One crosses the San Juanico Bridge from Tacloban to get to the other end where Samar is. I only went as far as the towns of Marabut and Basey of the vast Visayan island.
During an afternoon in a Marabut resort, we struggled to get into a natural grotto as the entrance was quickly being flooded at high tide.
And to buy beautiful banig (sleeping mat), we went to Basey, where artisans could even weave your name in.
So I can’t say that I’ve been deep into Samar. But food connected me to the place through my first taste of tamalos, as the tamales of Samar are known. It was ordered by Glenda Barretto whose Rosales family is from Calbayog City.
I remember it as a huge mound, covered with a spicy peanut sauce. Inside were big chunks of pork reminding me of the Chinese machang.
And then a friend who came from the province brought me kiseo, white cheese made with carabao’s milk. What makes this cheese (or kesong puti in Luzon) different is that the pieces are immersed in vinegar, perhaps to lengthen its shelf life.
Samar and Leyte share not only language (Waray, Binisaya) but also dishes. Humba is one such dish, braised pork that usually involves big chunks of pork.

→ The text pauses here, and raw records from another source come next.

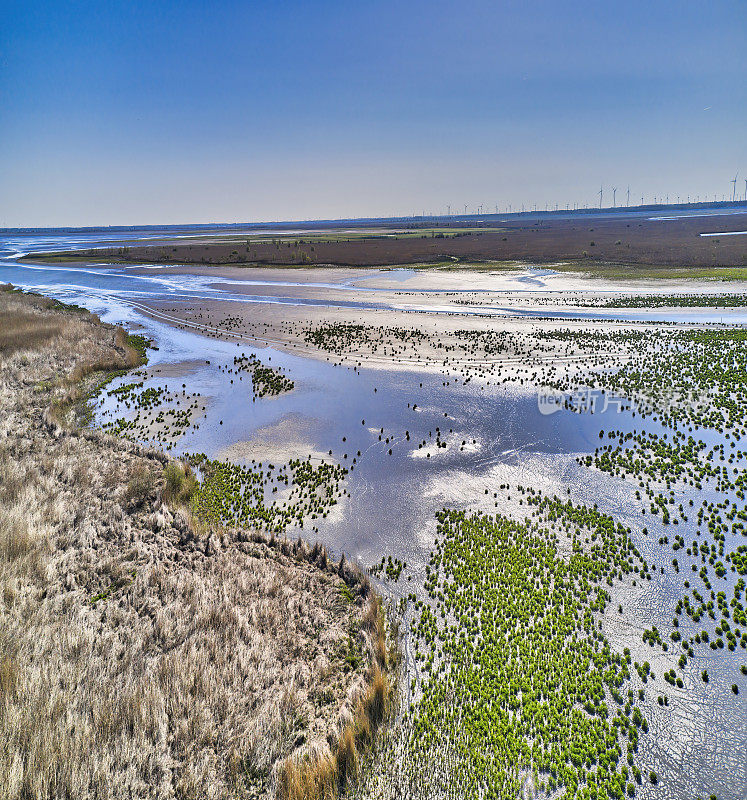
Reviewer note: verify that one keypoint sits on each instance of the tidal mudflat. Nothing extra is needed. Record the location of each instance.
(549, 491)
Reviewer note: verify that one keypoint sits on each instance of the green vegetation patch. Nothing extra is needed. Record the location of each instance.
(517, 678)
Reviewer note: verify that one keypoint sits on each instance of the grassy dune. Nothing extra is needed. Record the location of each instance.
(142, 655)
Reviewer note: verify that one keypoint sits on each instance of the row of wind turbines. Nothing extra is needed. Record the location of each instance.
(613, 189)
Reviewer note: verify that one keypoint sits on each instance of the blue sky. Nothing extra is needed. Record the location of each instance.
(166, 112)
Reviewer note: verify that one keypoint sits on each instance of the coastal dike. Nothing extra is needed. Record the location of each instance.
(143, 652)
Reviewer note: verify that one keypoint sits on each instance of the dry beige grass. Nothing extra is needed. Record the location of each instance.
(138, 656)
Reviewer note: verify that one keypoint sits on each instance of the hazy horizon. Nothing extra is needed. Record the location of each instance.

When Glenda was testing her humba recipe for the book “Kulinarya,” I noted the slight difference from that of my husband’s family recipe. Both use tausi (salted black beans), but Glenda used tajure (fermented soybean cake) as well.
‘Karasa’
Recently, Glenda facilitated my virtual travel to Samar by lending me the proof of a souvenir book. It is meant for the fiesta of Catbalogan City. Titled “Karasa: A Celebration of Catbalogan’s Culinary Traditions,” it documents the food, both the cooking done every day and those for celebrations like the fiesta.
The book also documents the delicacies of the place and pays tribute to those who make them, individuals and families who preserve traditional food. The project is headed by the hermano mayor of the fiesta in August this year, former Supreme Court Justice Antonio Eduardo Nachura.

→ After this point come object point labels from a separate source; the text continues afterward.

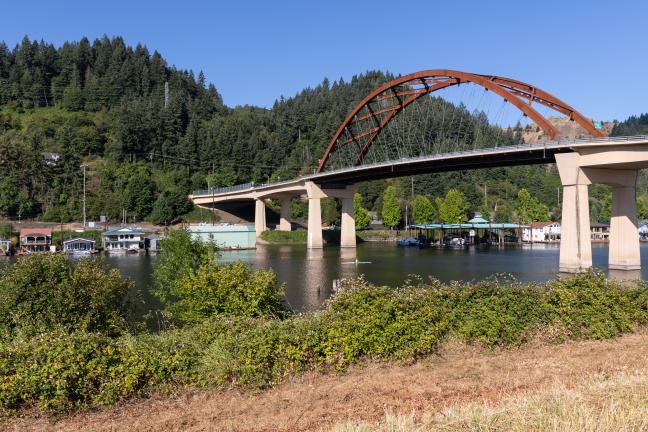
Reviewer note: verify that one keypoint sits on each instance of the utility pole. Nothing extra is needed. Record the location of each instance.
(84, 196)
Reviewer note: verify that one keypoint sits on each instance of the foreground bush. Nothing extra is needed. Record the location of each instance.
(44, 291)
(194, 287)
(59, 371)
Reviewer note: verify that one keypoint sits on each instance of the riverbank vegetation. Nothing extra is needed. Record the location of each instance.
(67, 344)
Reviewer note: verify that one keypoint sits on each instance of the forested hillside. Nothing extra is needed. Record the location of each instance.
(103, 105)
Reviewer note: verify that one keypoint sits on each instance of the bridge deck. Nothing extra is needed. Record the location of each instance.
(523, 154)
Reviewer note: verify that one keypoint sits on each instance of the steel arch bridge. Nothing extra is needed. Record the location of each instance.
(364, 125)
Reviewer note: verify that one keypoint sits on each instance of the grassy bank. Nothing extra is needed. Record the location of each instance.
(59, 369)
(600, 403)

Karasa means delicious, or malasa in Filipino.
Like all Visayas provinces, the basic cooking in Samar is sugba (grilling) and sabaw (soup). But there is also pinamara or hinatukan (in coconut milk), paksiw (in vinegar), adobo, escabeche (pickled with vinegar and turmeric) for every day.
Fiesta or patron cooking involves mostly Spanish recipes, such as callos, chicken estofado, arroz a la Valenciana, morcon, caldereta and bola Catalana (embutido).
Of course, humba, Chinese in origin, has to be there. And then there’s tamalos.
Peanut sauce
It surprised me that the peanut sauce is called pipian because it’s also the name of an Ilocos Sur chicken dish that is supposed to be a version of a Mexican dish with the same name.
Mexicans use pumpkin seeds instead of peanuts and an herb called epazote. The Ilocos Sur pipian has the herb pasotes which is the same.
Glenda wonders if the tamalos pipian should contain pasotes as well and intends to have someone get her the leaves from Ilocos Sur for her tamalos experiment.
The last chapter is like the ending of the meal because it includes dulce (sweets) and caran-on (cookies). What makes this part interesting are the stories of the women who made these specialties, mostly preserved by the children and grandchildren.
Like its neighboring province in Luzon, Bicol, Samar grows a lot of pili trees. Among the sweets made from the nuts are mazapan de pili and hopia de pili, the sweetened pili mix encased in pastry.
The Leyte bití is called piñato in Samar. It’s made of rice puffs and peanuts held together by syrup. The recipe in the book lists quantities in the old way, for instance, seven chupas of rice and one ganta of roasted peanuts.
Finally, the caran-on, or cookies, is meant to keep hunger at bay in between meals. These include galletas, roscas, coriosos, rosquetas, many of them packaged as pasalubong (gifts).
I can’t wait to go to Samar and taste all those. I can’t wait to get a copy of the book once printed. What a great memorial of one’s hometown, Catbalogan, through its food and the people who make them.